The Medical Examiner observed a superficial entry wound, a 2 ½ subcutaneous track, and an exit wound on Mr. Lucky’s back. The bullet was located behind the elevator panel behind where Mr. Lucky was found. The bullet entered the panel at a height of 3'7" above the floor.

It is difficult to forensically reconstruct the position of Officer Rosa and Mr. Lucky in such a situation. However, the above findings are consistent with Mr. Lucky’s back being bent forward, as concluded by the Major Crime Squad, when the shot was fired as Mr. Lucky moved, coming out of a crouched position, toward Officer Rosa. Officer Rosa stated he believed "that the first shot was fired in a downward direction, while we were struggling together."

Officer Rosa stated that he, after the first shot and while struggling, pushed him up and away and fired a second shot. The location of an entry wound in the upper front chest area is consistent with this account.

The death of Mr. Lucky is tragic. His conduct leading up to the shooting is inexplicable and reportedly out of character for him. Although the amount of alcohol in his system is substantially greater than the level necessary to be guilty of driving under the influence it is at best speculative as to how much, if at all, it influenced his conduct around the time of the shooting. Also, the question will always remain as to whether another officer could have handled the situation differently and thereby spared Mr. Lucky’s life. For instance, should Officer Rosa have brought the dog on the premises and having done so, it can be argued that it was inadvisable for Officer Rosa to enter the elevator with Mr. Lucky knowing his state of mind. However, an officer’s actions may be found reasonable even where "officers of reasonable competence would disagree" on the issue. Malley v. Briggs, 475 U.S. 335, 341 (1986).

Based upon the applicable law and the information available, it is concluded that Officer Rose’s use of deadly force in causing the death of Mack N. Lucky on November 8, 2004, was both reasonable and justified pursuant to Section 53a-22 of the Connecticut General Statutes. Officer Rosa was confronted with a knife with a blade of 2 7/8" length. Such clearly can inflict fatal injury.

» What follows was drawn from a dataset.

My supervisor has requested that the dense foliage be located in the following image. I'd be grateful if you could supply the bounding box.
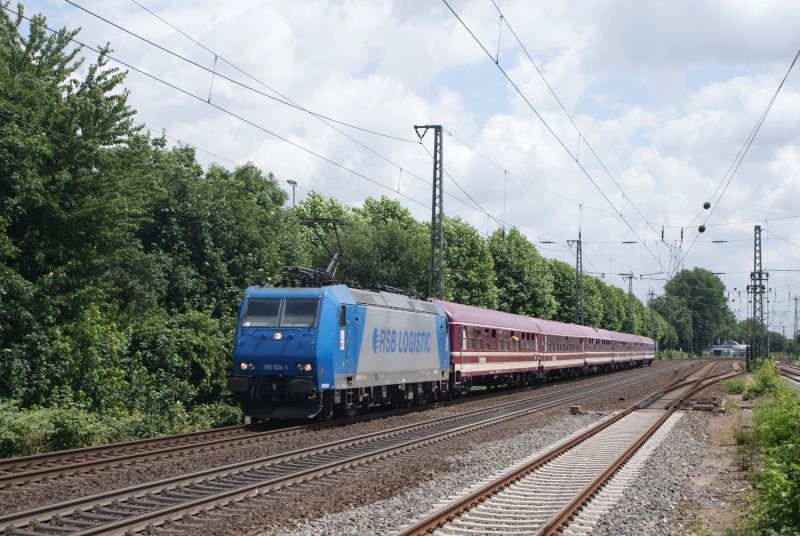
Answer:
[0,7,676,455]
[739,360,800,535]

Moreover, Officer Rosa had no ability to retreat in the enclosed area.

Officer Rosa was forced to make a split second decision when set upon by a person who knew he was a police officer and was holding a knife while acting irrationally.

It is not without significance that no one including Officer Rosa indicated the dog was acting aggressively toward anyone prior to the shooting.

Officer Rosa, as provided by statute, was justified in defending himself "from the use of imminent use of deadly physical force."